6 August 2004 Media Statement

Community education under control – National crying crocodile tears

Community education enrolments at polytechnics have been decisively dealt with, says Associate Education (Tertiary Education) Minister Steve Maharey.

Following the release yesterday of the Tertiary Education Commission’s report into enrolments in the Christchurch Polytechnic Institute of Technology’s COOL course, National’s education spokesperson Bill English this afternoon called for further investigations into community education enrolments at five further institutions.

Steve Maharey said the government had fully investigated community education enrolments at all institutions where problems had occurred and had announced clear new funding rules to ensure enrolments remain within manageable levels in the future.

“The government has decisively dealt with the community education issue. We acted as soon as it became clear that some institutions were enrolling more students than they had previously advised the Commission they were expecting.

- in October 2003 the government became aware that student numbers were increasing above Budget estimates.

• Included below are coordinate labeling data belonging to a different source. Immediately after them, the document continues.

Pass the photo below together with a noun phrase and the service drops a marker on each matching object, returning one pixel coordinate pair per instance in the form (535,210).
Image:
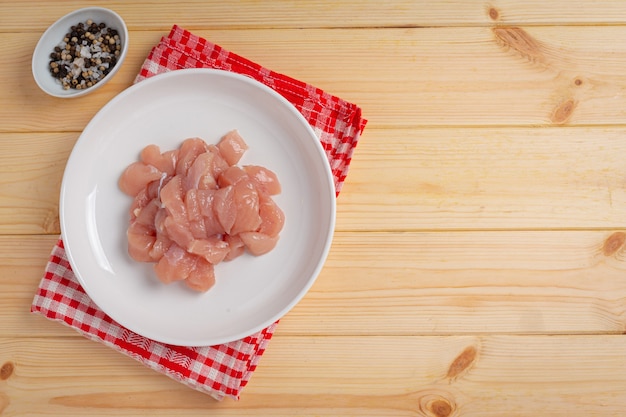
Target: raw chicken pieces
(194,207)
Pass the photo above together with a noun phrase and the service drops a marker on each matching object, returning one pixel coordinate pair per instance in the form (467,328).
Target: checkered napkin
(222,370)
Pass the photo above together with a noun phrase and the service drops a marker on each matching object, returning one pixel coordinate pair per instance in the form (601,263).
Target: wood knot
(435,404)
(517,39)
(462,362)
(6,370)
(564,111)
(613,243)
(440,408)
(493,13)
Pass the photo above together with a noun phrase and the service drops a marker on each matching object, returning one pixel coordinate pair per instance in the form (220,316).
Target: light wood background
(478,266)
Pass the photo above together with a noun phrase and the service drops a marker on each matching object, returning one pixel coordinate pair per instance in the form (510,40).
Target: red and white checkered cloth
(221,370)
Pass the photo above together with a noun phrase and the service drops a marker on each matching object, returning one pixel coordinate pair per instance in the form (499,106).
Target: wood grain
(491,82)
(479,261)
(395,376)
(402,179)
(525,282)
(198,14)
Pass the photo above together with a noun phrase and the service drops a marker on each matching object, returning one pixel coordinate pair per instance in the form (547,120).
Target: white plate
(251,292)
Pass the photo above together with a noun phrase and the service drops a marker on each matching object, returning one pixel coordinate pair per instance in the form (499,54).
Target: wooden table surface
(478,266)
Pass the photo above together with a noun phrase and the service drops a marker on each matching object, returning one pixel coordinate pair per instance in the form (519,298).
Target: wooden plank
(485,178)
(401,179)
(35,14)
(429,283)
(401,376)
(31,168)
(571,75)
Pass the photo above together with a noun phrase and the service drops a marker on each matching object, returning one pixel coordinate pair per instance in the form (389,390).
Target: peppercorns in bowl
(80,52)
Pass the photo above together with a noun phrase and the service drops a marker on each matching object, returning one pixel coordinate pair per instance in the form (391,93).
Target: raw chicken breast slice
(187,154)
(200,174)
(258,243)
(272,217)
(139,245)
(213,249)
(136,177)
(175,265)
(160,246)
(266,180)
(247,218)
(219,164)
(164,162)
(232,147)
(178,231)
(147,215)
(212,226)
(236,247)
(231,176)
(171,196)
(224,207)
(202,278)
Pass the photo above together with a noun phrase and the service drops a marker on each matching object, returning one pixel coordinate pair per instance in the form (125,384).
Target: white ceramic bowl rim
(54,35)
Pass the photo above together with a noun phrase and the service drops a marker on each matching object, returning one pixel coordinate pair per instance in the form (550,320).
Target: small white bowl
(55,34)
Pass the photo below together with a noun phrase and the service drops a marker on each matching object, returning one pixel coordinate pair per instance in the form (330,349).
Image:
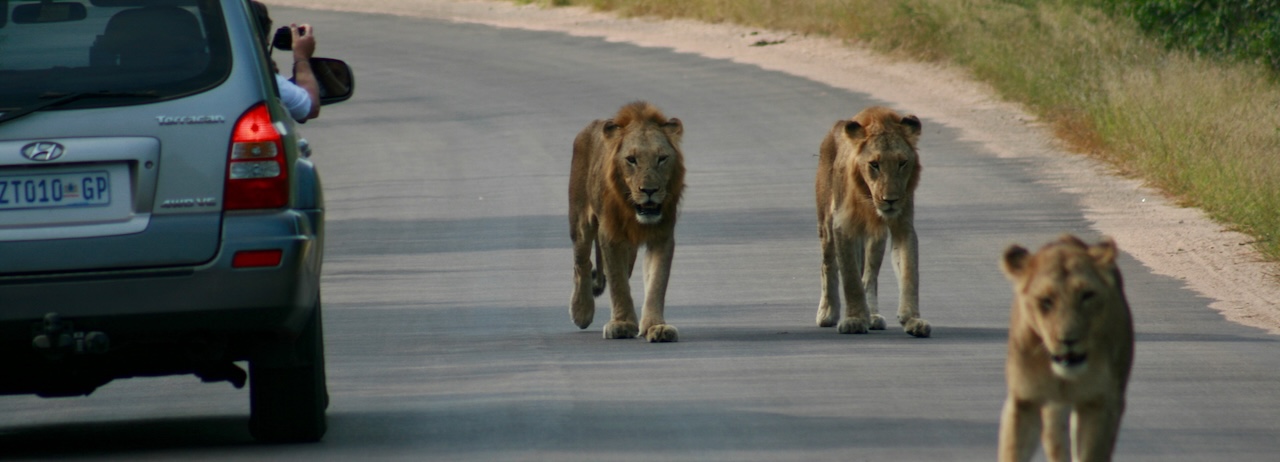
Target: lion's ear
(1014,261)
(608,128)
(913,128)
(853,129)
(673,127)
(1105,252)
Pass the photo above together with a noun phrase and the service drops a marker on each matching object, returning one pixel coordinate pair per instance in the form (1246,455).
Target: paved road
(448,270)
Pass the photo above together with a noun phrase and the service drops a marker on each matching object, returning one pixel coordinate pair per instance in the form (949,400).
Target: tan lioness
(624,191)
(1070,347)
(868,170)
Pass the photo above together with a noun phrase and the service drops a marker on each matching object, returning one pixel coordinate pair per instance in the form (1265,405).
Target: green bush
(1246,30)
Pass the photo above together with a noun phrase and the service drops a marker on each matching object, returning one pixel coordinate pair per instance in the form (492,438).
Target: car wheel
(287,405)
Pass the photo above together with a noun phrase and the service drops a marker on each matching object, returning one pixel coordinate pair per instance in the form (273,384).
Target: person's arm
(305,46)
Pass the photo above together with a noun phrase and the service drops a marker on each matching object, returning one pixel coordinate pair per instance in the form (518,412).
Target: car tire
(287,405)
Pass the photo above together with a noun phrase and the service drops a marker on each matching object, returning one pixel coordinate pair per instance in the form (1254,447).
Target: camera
(283,39)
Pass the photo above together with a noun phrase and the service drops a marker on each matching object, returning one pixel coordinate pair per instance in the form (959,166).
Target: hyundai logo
(42,151)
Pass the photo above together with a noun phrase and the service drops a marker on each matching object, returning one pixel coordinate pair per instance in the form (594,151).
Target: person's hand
(304,44)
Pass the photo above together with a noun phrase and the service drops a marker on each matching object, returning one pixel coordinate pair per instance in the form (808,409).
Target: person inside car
(301,95)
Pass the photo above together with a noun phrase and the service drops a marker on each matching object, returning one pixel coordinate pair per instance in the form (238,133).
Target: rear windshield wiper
(55,99)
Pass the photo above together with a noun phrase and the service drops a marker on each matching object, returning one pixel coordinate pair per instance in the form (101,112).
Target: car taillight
(256,174)
(257,259)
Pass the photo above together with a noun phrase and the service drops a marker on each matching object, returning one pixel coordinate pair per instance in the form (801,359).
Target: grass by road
(1205,131)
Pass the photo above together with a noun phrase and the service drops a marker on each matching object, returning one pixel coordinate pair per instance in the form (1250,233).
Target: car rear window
(163,49)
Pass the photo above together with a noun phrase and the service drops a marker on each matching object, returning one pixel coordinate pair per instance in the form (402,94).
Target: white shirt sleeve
(293,97)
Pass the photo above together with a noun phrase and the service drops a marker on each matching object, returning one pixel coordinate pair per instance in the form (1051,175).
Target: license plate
(55,190)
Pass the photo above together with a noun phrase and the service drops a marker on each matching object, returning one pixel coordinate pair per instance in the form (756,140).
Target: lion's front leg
(849,256)
(828,305)
(1019,426)
(581,307)
(1093,430)
(618,260)
(871,278)
(653,325)
(1054,437)
(906,259)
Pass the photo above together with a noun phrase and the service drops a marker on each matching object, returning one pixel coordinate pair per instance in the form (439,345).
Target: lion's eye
(1046,305)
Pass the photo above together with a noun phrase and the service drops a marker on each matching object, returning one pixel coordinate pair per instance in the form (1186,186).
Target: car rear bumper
(211,298)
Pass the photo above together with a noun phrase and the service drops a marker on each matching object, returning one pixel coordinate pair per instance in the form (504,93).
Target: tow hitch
(58,338)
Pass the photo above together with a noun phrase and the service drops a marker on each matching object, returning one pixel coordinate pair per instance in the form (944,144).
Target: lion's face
(887,164)
(647,160)
(885,159)
(1063,294)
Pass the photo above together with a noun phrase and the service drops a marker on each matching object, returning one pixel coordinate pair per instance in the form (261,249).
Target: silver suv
(158,210)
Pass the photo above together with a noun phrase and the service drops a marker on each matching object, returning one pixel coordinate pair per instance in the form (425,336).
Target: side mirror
(337,82)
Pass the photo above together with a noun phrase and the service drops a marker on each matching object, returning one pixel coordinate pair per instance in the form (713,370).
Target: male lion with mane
(1070,348)
(624,191)
(868,170)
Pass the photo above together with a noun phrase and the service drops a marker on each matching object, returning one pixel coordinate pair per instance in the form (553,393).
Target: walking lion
(624,191)
(1070,348)
(868,170)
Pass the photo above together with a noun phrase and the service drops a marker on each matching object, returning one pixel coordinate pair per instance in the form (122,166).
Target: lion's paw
(616,329)
(851,325)
(827,318)
(662,333)
(877,323)
(918,328)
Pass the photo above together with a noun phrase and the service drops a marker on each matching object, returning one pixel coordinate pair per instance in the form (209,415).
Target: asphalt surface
(448,275)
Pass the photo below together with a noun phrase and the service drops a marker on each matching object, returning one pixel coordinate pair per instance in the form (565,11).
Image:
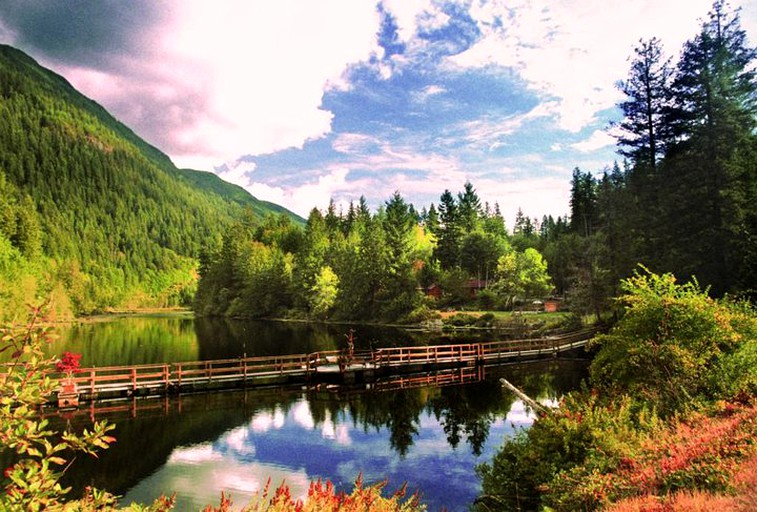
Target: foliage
(521,276)
(323,498)
(363,266)
(32,482)
(91,210)
(655,421)
(671,336)
(324,292)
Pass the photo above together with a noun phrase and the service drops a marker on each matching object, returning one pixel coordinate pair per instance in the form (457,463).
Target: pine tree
(644,133)
(449,235)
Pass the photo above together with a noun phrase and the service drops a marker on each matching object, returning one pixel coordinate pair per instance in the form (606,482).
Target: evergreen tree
(710,173)
(644,132)
(449,236)
(468,208)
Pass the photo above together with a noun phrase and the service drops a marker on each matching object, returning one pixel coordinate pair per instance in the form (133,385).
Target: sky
(303,101)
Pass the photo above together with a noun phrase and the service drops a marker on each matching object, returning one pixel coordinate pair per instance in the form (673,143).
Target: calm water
(198,445)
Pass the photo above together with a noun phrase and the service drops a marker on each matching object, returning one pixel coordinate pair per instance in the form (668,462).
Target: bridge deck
(327,366)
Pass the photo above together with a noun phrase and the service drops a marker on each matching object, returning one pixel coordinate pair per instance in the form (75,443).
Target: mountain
(90,213)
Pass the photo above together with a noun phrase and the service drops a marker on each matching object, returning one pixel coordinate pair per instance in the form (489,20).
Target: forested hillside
(685,201)
(91,214)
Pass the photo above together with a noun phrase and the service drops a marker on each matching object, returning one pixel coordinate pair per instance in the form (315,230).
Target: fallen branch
(528,400)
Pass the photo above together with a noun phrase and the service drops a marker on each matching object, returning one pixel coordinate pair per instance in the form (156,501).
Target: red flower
(69,363)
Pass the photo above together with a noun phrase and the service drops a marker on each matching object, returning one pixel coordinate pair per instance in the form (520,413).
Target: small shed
(552,304)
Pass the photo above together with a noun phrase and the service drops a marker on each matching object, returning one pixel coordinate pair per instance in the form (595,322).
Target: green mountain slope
(91,213)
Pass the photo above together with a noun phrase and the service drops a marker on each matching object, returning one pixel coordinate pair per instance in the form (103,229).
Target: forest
(683,200)
(91,215)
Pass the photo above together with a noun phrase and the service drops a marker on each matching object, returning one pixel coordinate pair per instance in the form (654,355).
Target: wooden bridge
(336,367)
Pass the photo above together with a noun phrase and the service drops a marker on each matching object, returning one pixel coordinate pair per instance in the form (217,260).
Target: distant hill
(89,212)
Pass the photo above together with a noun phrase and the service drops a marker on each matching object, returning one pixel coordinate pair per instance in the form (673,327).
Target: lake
(430,437)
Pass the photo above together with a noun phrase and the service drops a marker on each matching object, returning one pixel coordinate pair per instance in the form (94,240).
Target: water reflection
(430,437)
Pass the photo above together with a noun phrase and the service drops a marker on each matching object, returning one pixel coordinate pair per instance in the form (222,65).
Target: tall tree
(469,208)
(583,203)
(643,130)
(710,174)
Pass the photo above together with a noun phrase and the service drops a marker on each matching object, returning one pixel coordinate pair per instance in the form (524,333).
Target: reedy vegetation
(91,214)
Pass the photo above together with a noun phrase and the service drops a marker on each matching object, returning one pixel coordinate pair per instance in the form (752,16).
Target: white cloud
(428,92)
(599,139)
(302,416)
(574,51)
(238,77)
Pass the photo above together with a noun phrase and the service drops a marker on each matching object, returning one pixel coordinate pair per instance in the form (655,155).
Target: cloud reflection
(292,447)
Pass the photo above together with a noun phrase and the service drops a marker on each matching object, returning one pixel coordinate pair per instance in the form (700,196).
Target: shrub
(324,498)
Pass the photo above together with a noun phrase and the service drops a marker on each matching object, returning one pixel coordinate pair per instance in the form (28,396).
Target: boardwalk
(319,367)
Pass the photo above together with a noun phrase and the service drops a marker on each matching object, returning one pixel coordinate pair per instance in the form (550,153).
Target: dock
(326,367)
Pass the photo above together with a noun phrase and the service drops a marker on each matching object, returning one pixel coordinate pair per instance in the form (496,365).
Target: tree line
(684,199)
(89,213)
(368,265)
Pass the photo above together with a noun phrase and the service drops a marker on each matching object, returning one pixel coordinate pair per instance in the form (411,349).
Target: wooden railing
(160,378)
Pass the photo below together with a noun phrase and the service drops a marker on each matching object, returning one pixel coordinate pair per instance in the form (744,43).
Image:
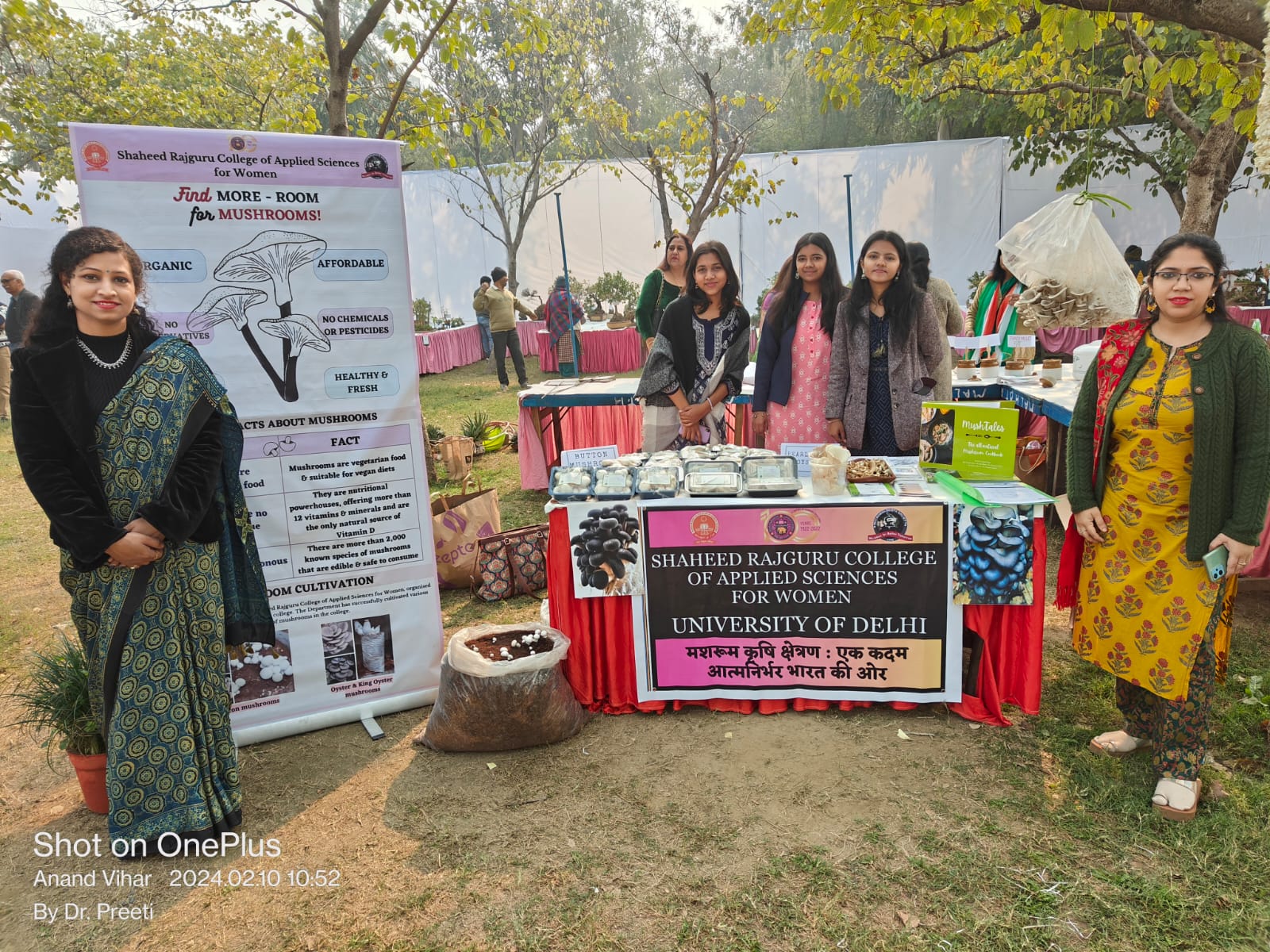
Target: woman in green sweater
(1168,459)
(660,287)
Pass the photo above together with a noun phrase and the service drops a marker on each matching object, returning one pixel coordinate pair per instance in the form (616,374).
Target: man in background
(487,340)
(502,306)
(13,328)
(1133,258)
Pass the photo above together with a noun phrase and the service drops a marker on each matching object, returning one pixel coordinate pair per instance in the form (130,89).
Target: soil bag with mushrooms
(502,689)
(1073,272)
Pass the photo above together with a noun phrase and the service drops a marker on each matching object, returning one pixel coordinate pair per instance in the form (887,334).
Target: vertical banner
(283,259)
(832,602)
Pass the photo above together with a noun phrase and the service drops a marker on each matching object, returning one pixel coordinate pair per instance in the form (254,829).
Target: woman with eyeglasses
(888,344)
(793,367)
(698,355)
(1168,461)
(660,287)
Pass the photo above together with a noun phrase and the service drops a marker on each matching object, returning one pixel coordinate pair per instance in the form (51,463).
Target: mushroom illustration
(230,304)
(271,255)
(298,332)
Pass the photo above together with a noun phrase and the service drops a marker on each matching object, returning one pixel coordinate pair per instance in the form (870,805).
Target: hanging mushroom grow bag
(502,689)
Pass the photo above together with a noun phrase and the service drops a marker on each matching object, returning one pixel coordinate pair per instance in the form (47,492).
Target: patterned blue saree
(156,636)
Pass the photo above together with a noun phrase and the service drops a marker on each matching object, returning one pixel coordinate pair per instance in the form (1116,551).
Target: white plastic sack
(1073,272)
(468,662)
(484,704)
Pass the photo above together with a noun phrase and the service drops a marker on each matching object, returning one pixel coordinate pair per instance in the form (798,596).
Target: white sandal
(1172,793)
(1118,744)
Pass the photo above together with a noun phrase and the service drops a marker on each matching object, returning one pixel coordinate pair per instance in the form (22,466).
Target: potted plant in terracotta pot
(56,704)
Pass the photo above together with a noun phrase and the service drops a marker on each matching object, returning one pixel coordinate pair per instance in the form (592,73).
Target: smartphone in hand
(1216,562)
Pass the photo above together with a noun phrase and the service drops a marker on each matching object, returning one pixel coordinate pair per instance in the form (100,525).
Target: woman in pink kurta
(802,418)
(791,372)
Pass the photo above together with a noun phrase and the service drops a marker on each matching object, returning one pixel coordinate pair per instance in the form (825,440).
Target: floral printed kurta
(1145,608)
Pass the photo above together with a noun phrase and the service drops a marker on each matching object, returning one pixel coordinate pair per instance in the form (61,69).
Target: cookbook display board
(283,259)
(766,600)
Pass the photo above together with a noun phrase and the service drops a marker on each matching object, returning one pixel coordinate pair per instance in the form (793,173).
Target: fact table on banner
(283,260)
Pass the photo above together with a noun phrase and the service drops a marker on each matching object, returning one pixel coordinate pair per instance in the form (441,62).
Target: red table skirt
(601,663)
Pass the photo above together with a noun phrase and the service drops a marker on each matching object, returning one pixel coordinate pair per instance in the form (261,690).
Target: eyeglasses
(1191,277)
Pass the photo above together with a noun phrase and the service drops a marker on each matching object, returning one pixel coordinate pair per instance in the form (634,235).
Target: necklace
(99,362)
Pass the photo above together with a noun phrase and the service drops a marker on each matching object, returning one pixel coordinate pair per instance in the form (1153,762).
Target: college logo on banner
(95,156)
(704,527)
(375,167)
(891,526)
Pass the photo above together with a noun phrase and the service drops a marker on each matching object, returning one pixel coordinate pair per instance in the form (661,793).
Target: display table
(442,351)
(569,414)
(603,351)
(601,662)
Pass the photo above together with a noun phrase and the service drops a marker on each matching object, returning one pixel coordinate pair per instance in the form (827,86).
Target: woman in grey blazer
(888,344)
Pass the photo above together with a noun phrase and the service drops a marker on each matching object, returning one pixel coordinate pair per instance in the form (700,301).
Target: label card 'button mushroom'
(179,266)
(351,382)
(352,264)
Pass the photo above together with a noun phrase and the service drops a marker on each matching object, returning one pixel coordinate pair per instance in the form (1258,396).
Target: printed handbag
(512,564)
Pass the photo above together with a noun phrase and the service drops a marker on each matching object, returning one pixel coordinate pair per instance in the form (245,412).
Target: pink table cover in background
(602,352)
(529,334)
(446,349)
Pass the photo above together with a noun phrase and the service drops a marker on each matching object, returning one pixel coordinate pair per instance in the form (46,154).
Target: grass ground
(695,831)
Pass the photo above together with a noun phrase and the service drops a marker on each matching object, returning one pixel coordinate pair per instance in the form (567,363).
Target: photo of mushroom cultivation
(271,258)
(374,638)
(337,647)
(606,549)
(992,562)
(260,670)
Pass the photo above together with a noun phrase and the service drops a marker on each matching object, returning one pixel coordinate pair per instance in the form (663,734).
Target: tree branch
(1237,19)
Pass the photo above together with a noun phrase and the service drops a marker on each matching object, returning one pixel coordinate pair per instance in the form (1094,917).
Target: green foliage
(475,425)
(55,700)
(196,71)
(1062,69)
(685,118)
(615,290)
(516,98)
(422,309)
(1255,693)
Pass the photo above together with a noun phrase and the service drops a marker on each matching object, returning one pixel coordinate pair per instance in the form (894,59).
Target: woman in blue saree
(131,447)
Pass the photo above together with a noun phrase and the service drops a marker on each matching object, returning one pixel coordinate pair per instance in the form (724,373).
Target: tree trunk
(338,74)
(1208,179)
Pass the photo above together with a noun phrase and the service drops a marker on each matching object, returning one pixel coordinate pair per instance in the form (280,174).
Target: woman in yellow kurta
(1168,460)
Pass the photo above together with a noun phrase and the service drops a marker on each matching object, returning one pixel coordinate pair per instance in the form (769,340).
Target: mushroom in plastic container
(232,304)
(298,332)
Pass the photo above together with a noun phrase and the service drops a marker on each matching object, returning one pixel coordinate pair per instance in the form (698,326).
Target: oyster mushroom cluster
(995,555)
(1049,304)
(270,258)
(605,546)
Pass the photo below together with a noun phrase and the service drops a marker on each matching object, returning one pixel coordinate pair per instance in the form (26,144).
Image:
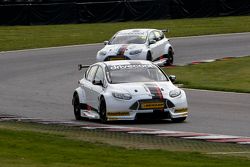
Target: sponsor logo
(118,114)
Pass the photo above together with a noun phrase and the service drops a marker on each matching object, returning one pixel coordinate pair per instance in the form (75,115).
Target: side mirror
(172,78)
(105,42)
(152,41)
(96,82)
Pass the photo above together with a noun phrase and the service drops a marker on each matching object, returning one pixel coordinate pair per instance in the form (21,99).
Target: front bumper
(131,109)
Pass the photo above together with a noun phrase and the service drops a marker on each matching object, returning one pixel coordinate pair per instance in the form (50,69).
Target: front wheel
(178,120)
(102,110)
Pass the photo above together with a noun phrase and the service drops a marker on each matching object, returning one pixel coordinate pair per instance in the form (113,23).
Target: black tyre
(170,60)
(149,56)
(77,109)
(102,110)
(178,120)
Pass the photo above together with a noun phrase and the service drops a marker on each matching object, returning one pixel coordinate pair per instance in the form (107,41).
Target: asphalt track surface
(39,84)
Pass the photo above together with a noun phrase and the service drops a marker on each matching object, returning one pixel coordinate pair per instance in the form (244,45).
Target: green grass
(227,75)
(23,37)
(22,147)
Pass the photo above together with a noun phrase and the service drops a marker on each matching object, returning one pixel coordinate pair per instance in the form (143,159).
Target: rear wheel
(170,57)
(102,110)
(77,109)
(178,120)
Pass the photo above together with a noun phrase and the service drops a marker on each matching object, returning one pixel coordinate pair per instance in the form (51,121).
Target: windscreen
(135,73)
(128,39)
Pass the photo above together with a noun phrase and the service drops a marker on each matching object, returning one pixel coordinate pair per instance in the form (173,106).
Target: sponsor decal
(118,114)
(122,50)
(155,91)
(117,58)
(130,66)
(152,105)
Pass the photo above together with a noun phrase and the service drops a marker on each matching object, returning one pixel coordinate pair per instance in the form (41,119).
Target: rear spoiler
(80,66)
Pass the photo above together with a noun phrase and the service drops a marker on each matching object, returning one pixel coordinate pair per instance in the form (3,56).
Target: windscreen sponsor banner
(130,66)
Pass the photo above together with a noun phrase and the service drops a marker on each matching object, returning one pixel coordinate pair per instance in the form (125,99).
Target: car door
(98,86)
(88,85)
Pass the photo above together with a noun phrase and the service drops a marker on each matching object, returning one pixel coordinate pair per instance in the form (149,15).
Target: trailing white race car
(128,90)
(138,44)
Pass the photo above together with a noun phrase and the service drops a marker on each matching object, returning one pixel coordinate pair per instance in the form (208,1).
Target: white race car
(128,90)
(138,44)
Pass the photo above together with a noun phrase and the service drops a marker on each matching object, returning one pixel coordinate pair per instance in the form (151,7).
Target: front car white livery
(128,90)
(137,44)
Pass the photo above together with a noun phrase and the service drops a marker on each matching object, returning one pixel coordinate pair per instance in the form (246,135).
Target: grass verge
(24,37)
(26,144)
(228,75)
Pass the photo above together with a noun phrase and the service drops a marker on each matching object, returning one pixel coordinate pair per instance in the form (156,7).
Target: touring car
(138,44)
(128,90)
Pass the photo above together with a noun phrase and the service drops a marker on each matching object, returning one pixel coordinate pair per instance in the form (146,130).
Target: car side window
(159,35)
(151,36)
(91,73)
(99,76)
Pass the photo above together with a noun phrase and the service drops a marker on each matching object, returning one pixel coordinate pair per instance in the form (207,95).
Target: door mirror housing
(172,78)
(97,82)
(152,41)
(106,42)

Further investigation revealed much of the growth was in community education enrolments
- in November 2003 I advised polytechnics that they needed to be cautious about unforecast growth, or the government would have to cap overall numbers
- in February 2004 the government determined it would be necessary to cap enrolments and begun discussions with institutions about how the cap would be implemented
- in May 2004 a cap on student numbers and a reduction in per student subsidies for community education enrolments was announced
- in July 2004 institutions were informed how the cap on community education enrolments would individually impact on them.

“The new funding arrangements ensure that community education courses can still be offered at institutions across the country and that we can also invest in other forms of priority education, such as trades training.

“Bill English really has no credibility on the community education issue. The reason that some institutions were able to rapidly increase their enrolments is because the National government uncapped tertiary funding in 1998. We have now recapped funding for community education.

“This is part of a wider reform of the entire tertiary funding system we inherited from National which shifts from a purely demand-driven approach to one centered on the nations’ economic and social development.

“Bill English has today singled out five institutions and demanded further inquiries. In every case we have already acted.

“The cap on student numbers and funding will ensure that institutions teaching a large number of community education students (such as UCOL, Manukau Institute of Technology and Te Whare Wananga o Awanuiarangi) will return their enrolments to the sort of levels they were teaching before enrolments grew rapidly.

“We have also dealt with the issues raised about community education enrolments at Tairawhiti Polytechnic and the Eastern Institute of Technology. An independent audit was conducted of Tairawhiti Polytechnic’s community education enrolments at the government’s request and TEC investigated EIT’s community education enrolment procedures, and found they they were in accordance with the rules.

“Perhaps the most startling comments from Bill English today came when he said he wanted to fire polytechnic staff and tell students what courses they should take. Tertiary institutions in New Zealand are autonomous and are not micromanaged by politicians.

“No civilised country in the world has a Minister sitting behind the desk making decisions about who gets to learn what, when and how. Bill English’s aspiration to do so is nothing short of ridiculous,” Steve Maharey said.